For Lee Schatz, the offer to join the American embassy in Tehran as agricultural attache in September of 1979 was a "great career move." As a GS-13, he'd earn about $30,000 annually, and the job was promotion -- he was leaving an assistant attache's position in India to accept the Agriculture Department's top embassy slot in Iran.

Two months later, of course, the great career move became a nightmare with the takeover of the American embassy. But Schatz was luckier than most; his office was about two blocks from the embassy, and he watched the takeover from his office window. That night he found sanctuary in the Swedish embassy located on an upper floor of his office building.

Now that the Iranian crisis has ended for America, Schatz can reveal some details about his escape from Tehran. And in a recent interview, he also discussed his bitter disillusionment at the Carter administration's handling of the Iranian crisis, feelings some of his former colleagues in Tehran may have thus far only discussed in private.

For two weeks following the embassy takeover in Tehran, Schatz lived with a Swedish embassy officer before moving -- along with two other Americans -- into the home of John and Zena Sheardown, a Canadian diplomatic family who lived in a northern suburb of Tehran. Three months after the embassy takeover, Schatz, his two American housemates who had managed to avoid capture (and who had been living in hiding with another Canadian family) were spirited out of Iran with the help of Canadian diplomats.

Using a false Canadian passport, Schatz passed scrutiny at Tehran airport. He had memorized his fake name, birthdate and even knew a few details about his phony place of birth, Edmonton. In his suitcase were carefully selected toiletries made in Canada as well as a Molson Ale T-shirt.

"We overtipped the porters like good foreigners were supposed to," recalls Schatz, "and then just smiled and bumbled our way through."

The six returning Americans enjoyed an emotional welcome from the press, public and State Department. Canada became America's favorite ally. And while some of the hostages have begun writing books about their experiences in Iran, it is the freeing of Schatz and his colleagues that has inspired the first dramatization of the Tehran takeover of the American embassy.

CBS plans to air on May 17 "Escape From Iran," a made-for-TV movie based on a Canadian television documentary shown north of the border several months ago.

But for Lee Schatz, talking now about the Hollywood treatment his escape from Iran is about to receive, life is not as simple as he fears the two-hour drama might make it appear. For despite the parades and White House ceremonies, Schatz fears his government acted ineptly during the Iranian crisis.

A 6-foot-3-inch 33-year-old bachelor with a quiet manner, Schatz earned his master's degree in agricultural economics at the University of Idaho. As a specialist in rice and grain analysis at the Department of Agriculture, Schatz is concerned with global crop production. But since his return from Iran, he has refused offers to work at American embassies in Peking and Rome. His decision is partly personal -- he intends to marry this June and while the hostages were still in Iran, Schatz says he didn't feel like accepting a plum assignment. But he had other reasons too.

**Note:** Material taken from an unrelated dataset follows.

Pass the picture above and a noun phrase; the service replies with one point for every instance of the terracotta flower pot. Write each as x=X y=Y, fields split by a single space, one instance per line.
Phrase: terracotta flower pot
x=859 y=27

"I still have some questions I don't think the United States will answer," he says. "I think they wrote us off. They can talk all they want, but the cable traffic was there: If the shah was allowed in the U.S., there might be the taking of hostages. I have a real feeling of how expendable we really are, and it's a little too expendable for me.

"I knew we didn't negotiate with terrorists, but we did. And I'm damn glad we did -- and we all got home. But I had some real problems with why we had to honor what we did after all the hostages were home. It's pretty hard to talk tough once you've already caved."

Schatz is despairing about the botched rescue attempt, and he is bitter about what he perceives as his government's business-as-usual treatment of Canada.

"It was pretty neat what the Canadians did," he says. "They took a position. I don't know in my own gut if my own government would do the same thing in the same situation, and that really bothers me. [Canadian Ambassador] Ken Taylor did it for the reason that it was right . . . I was disappointed in other countries, that there was no international uproar. I think that showed there were overriding considerations. Everyone's knees banged together at the prospect of Iran cutting of its oil.

"Well, the Iraq-Iran war has resulted in that, and we've got an oil Glut . . . I don't think we ever took a position that forced Iran to consider what they did was wrong or what consequences their action would entail."

As for the CBS movie, the producer sent Schatz (whose real name is used in the dramatization) an early version of the script; he was startled to see he'd somehow become romantically involved with the female Swedish embassy officer who sheltered him for two weeks. Pure fiction, says Schatz, who also says he is shown skulking around Iran in the rain to avoid detection. In fact, he rode openly in a Volvo and a Mercedes. His worst hardship: reading and playing Scrabble in a study to avoid detection by the Iranian gardener who worked for the Canadian family hiding him.

"I hope what comes across is what our next-door neighbor did for us," says Schatz. "And now we're griping about whether they're fishing in our water or whether we're paying too much for natural gas. It's that ethnocentricism we have . . . My guess is that I'll smile through the movie because it'll be someone else's story of how they think it happened."